Cairo: Kuwait prosecutors gave orders for the lawyer who was in prison on the charges of posting tweets considered offensive to figures in the country’s ruling family, said sources.
Abdulaziz Al-Mutawa, a Kuwaiti lawyer, was arrested earlier this week in connection with the allegedly defamatory tweets.
The reports stated that the public prosecution had released the lawyer on bail of KD5,000 over defaming figures in the ruling family on Twitter, the Media Court’s Kuwaiti website.
Al-Mutawa recently tweeted about alleged corruption in Kuwait and chastised the country’s ruling family.
There was one more case in which the Kuwait government arrested eight individuals without any charge since November 4 and have interrogated all of them for several days without allowing them access to a lawyer, making their detention arbitrary.

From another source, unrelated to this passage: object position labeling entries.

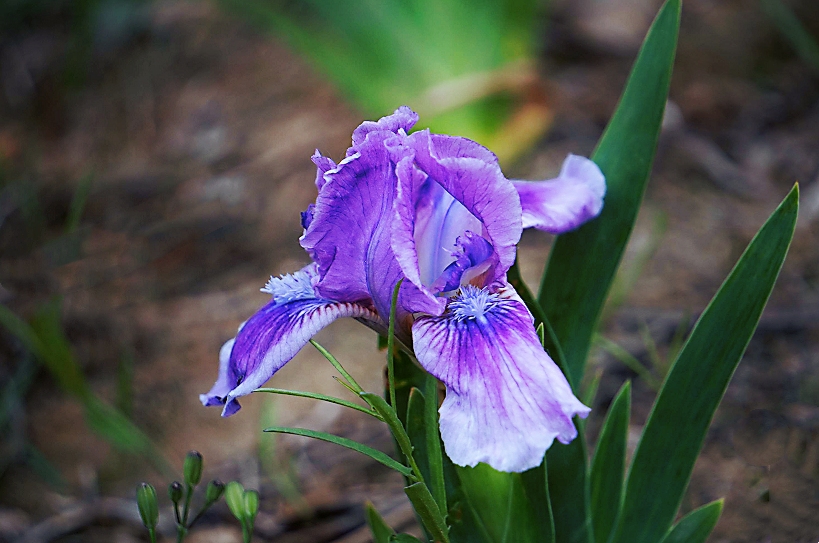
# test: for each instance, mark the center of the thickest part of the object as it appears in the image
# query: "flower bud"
(235, 498)
(192, 468)
(147, 504)
(251, 506)
(175, 492)
(214, 491)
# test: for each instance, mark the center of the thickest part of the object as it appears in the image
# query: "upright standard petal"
(562, 204)
(274, 335)
(348, 233)
(469, 174)
(506, 400)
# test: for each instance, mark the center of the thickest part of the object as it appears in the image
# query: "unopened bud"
(251, 506)
(175, 492)
(147, 504)
(235, 498)
(214, 491)
(192, 468)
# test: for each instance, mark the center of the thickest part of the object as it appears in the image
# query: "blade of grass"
(375, 454)
(582, 263)
(609, 465)
(696, 526)
(321, 397)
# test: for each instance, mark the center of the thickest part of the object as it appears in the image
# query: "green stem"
(391, 346)
(188, 498)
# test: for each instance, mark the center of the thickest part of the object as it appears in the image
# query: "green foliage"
(583, 263)
(375, 454)
(46, 340)
(463, 79)
(792, 29)
(696, 526)
(608, 466)
(697, 381)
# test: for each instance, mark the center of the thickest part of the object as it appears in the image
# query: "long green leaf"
(382, 532)
(424, 446)
(375, 454)
(609, 465)
(567, 472)
(321, 397)
(696, 526)
(582, 264)
(424, 504)
(509, 504)
(695, 385)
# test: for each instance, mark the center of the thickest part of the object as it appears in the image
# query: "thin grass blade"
(609, 466)
(375, 454)
(696, 526)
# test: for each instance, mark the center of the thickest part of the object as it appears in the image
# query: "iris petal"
(273, 336)
(564, 203)
(348, 234)
(506, 399)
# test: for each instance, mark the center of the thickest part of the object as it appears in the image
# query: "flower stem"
(391, 346)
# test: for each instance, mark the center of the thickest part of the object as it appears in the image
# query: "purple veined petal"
(273, 336)
(562, 204)
(222, 386)
(469, 174)
(506, 400)
(349, 233)
(323, 165)
(402, 119)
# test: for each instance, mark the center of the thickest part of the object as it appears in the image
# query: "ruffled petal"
(273, 336)
(473, 191)
(348, 233)
(506, 400)
(323, 165)
(402, 119)
(562, 204)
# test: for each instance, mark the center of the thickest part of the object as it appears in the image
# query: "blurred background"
(155, 156)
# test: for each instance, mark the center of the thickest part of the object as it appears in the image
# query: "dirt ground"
(196, 133)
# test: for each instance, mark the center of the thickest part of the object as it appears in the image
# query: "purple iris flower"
(437, 212)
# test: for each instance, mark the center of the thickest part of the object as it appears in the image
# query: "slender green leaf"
(404, 538)
(391, 345)
(421, 445)
(697, 381)
(582, 263)
(348, 382)
(536, 485)
(609, 465)
(398, 432)
(434, 453)
(322, 397)
(569, 490)
(382, 533)
(696, 526)
(375, 454)
(426, 508)
(510, 507)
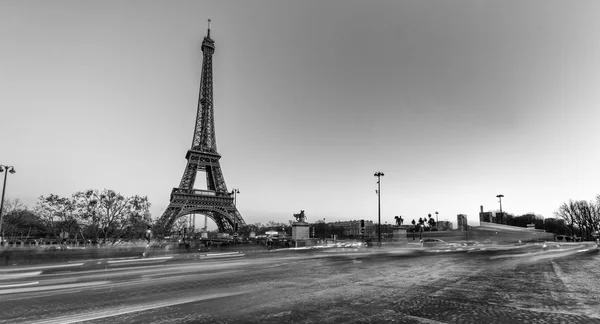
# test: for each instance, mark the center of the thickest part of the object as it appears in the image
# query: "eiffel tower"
(215, 202)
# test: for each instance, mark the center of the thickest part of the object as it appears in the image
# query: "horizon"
(455, 103)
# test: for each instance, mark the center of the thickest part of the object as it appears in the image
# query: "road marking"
(20, 275)
(131, 309)
(20, 285)
(44, 267)
(140, 260)
(53, 287)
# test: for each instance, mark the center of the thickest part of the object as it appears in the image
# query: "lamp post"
(500, 200)
(379, 174)
(235, 192)
(8, 169)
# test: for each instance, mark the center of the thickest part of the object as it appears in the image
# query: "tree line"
(582, 217)
(103, 217)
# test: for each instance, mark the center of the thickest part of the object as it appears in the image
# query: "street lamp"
(379, 174)
(10, 169)
(235, 192)
(500, 199)
(501, 214)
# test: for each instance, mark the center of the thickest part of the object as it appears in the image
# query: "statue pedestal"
(300, 231)
(400, 233)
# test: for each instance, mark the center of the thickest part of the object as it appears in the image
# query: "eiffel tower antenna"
(216, 202)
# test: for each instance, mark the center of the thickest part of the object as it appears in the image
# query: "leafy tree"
(58, 214)
(22, 223)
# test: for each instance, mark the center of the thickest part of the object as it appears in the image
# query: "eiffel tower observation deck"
(216, 202)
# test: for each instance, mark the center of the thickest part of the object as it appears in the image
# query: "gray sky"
(455, 101)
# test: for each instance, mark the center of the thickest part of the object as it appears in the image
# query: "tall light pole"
(235, 192)
(500, 199)
(379, 174)
(8, 169)
(501, 214)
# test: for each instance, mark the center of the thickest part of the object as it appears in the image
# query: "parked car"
(550, 246)
(433, 243)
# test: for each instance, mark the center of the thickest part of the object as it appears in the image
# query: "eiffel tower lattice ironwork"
(216, 202)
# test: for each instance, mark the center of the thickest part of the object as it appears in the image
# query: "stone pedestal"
(300, 231)
(400, 233)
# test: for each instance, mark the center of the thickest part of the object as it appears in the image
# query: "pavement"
(460, 284)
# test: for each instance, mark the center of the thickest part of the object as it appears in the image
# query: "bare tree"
(110, 214)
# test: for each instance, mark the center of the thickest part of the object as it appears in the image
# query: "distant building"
(461, 221)
(352, 227)
(444, 225)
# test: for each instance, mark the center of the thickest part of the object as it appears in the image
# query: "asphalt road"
(512, 284)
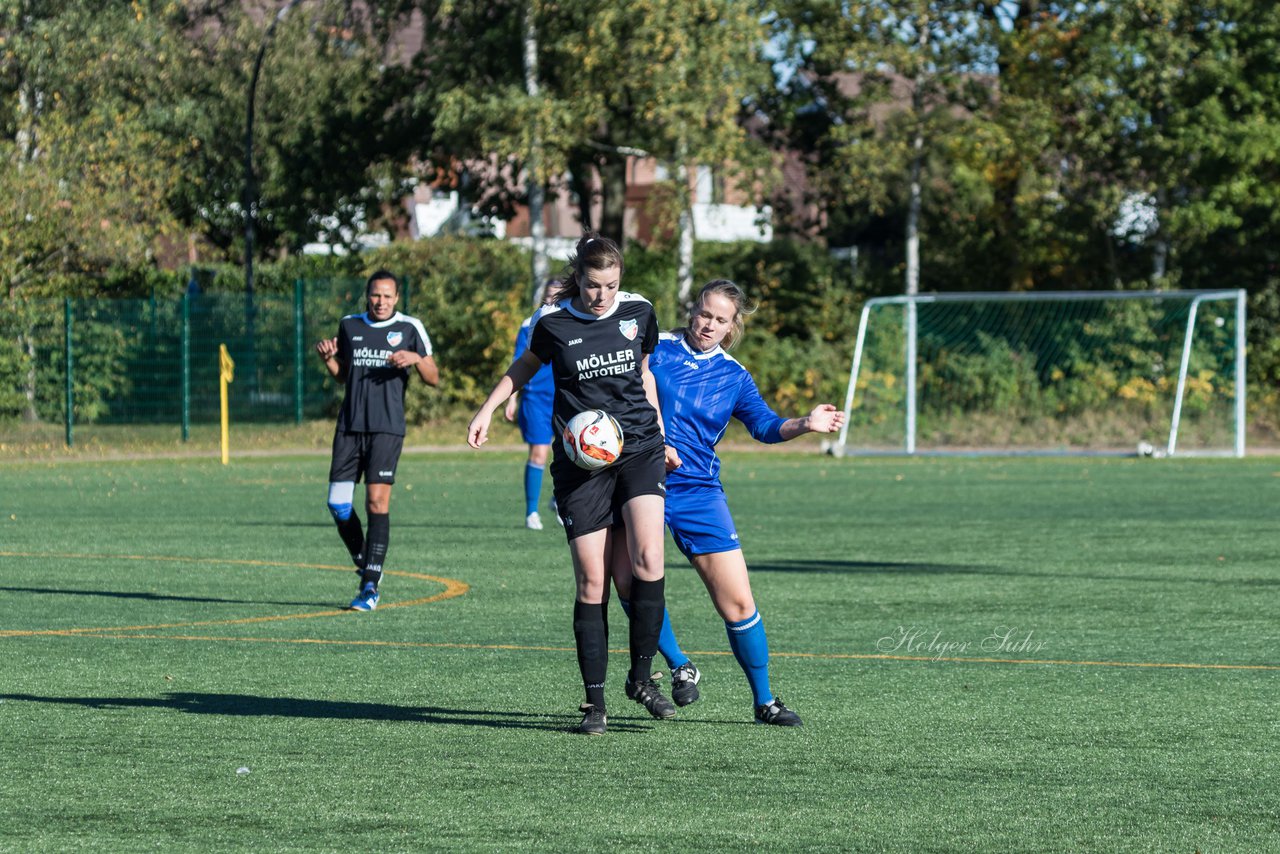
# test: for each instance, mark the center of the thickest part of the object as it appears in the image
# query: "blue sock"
(533, 487)
(667, 643)
(752, 651)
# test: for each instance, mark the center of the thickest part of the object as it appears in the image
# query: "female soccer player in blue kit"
(535, 412)
(700, 387)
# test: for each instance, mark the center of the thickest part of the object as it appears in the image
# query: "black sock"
(647, 608)
(592, 636)
(353, 538)
(375, 547)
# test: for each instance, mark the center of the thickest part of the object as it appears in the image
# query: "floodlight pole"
(248, 202)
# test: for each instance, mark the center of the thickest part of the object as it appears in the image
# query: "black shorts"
(373, 455)
(590, 501)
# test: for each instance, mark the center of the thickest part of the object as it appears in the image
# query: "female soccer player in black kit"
(371, 355)
(598, 341)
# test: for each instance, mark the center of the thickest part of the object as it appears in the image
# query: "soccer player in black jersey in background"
(371, 354)
(598, 341)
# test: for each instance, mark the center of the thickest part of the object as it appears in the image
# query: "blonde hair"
(732, 292)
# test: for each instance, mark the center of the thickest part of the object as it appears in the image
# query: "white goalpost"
(1157, 373)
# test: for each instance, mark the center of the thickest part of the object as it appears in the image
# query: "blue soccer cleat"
(366, 599)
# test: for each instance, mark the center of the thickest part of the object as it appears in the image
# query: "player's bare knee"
(647, 562)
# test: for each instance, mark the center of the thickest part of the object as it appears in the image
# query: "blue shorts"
(535, 419)
(699, 521)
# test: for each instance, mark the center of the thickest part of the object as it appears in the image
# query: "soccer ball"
(593, 439)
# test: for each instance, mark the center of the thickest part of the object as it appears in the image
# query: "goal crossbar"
(910, 304)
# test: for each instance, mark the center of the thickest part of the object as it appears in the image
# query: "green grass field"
(177, 672)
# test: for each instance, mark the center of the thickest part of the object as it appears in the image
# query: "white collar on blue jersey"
(695, 354)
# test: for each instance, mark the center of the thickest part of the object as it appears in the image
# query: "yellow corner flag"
(225, 374)
(225, 365)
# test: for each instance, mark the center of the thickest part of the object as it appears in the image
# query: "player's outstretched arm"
(328, 351)
(823, 418)
(520, 373)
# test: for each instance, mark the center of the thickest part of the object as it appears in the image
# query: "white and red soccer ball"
(593, 439)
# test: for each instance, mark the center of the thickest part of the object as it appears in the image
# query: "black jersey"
(375, 391)
(597, 360)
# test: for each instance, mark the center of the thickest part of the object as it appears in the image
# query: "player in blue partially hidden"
(700, 387)
(535, 414)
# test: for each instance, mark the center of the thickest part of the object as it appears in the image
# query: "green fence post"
(71, 366)
(298, 330)
(186, 366)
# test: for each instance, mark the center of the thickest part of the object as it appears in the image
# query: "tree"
(616, 80)
(890, 101)
(87, 167)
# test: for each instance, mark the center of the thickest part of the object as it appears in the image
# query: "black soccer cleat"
(593, 720)
(649, 695)
(684, 684)
(776, 713)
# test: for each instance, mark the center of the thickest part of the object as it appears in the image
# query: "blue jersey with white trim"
(699, 393)
(543, 384)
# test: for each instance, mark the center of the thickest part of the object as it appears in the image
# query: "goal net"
(1065, 373)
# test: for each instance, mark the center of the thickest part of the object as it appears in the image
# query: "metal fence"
(155, 361)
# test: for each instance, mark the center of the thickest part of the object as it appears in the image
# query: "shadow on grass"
(872, 567)
(328, 525)
(291, 707)
(901, 567)
(159, 597)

According to three Kuwaiti human rights activists with direct knowledge of the case, Kuwaiti security forces detained Habib Ghadanfari, Jamal al-Shatti, Khaled al-Baghli, Adel Dashti, Jasem Dashti, Musa al-Masri, Anwar al-Hazim, and Jalal Jamal between November 4 and 6 without presenting warrants for their arrest.
The detainees were held in Kuwait’s Central Prison, awaiting a court hearing on December 15, when their lawyers expected them to be charged collectively. All of the detainees are over the age of 50, and at least two have serious health problems.
“The detention of these eight Kuwaitis without charge for more than a month is a clear violation of their right to a fair trial. They were not only denied access to lawyers during pre-trial detention and interrogations but they were also subjected to ill-treatment, despite the fact that many of them were suffering from serious health issues. Kuwait is failing to meet its obligation under international human rights law to ensure fair trial procedures and prohibit arbitrary detention,” said Lynn Maalouf, Amnesty International’s the Middle East and North Africa Deputy Director.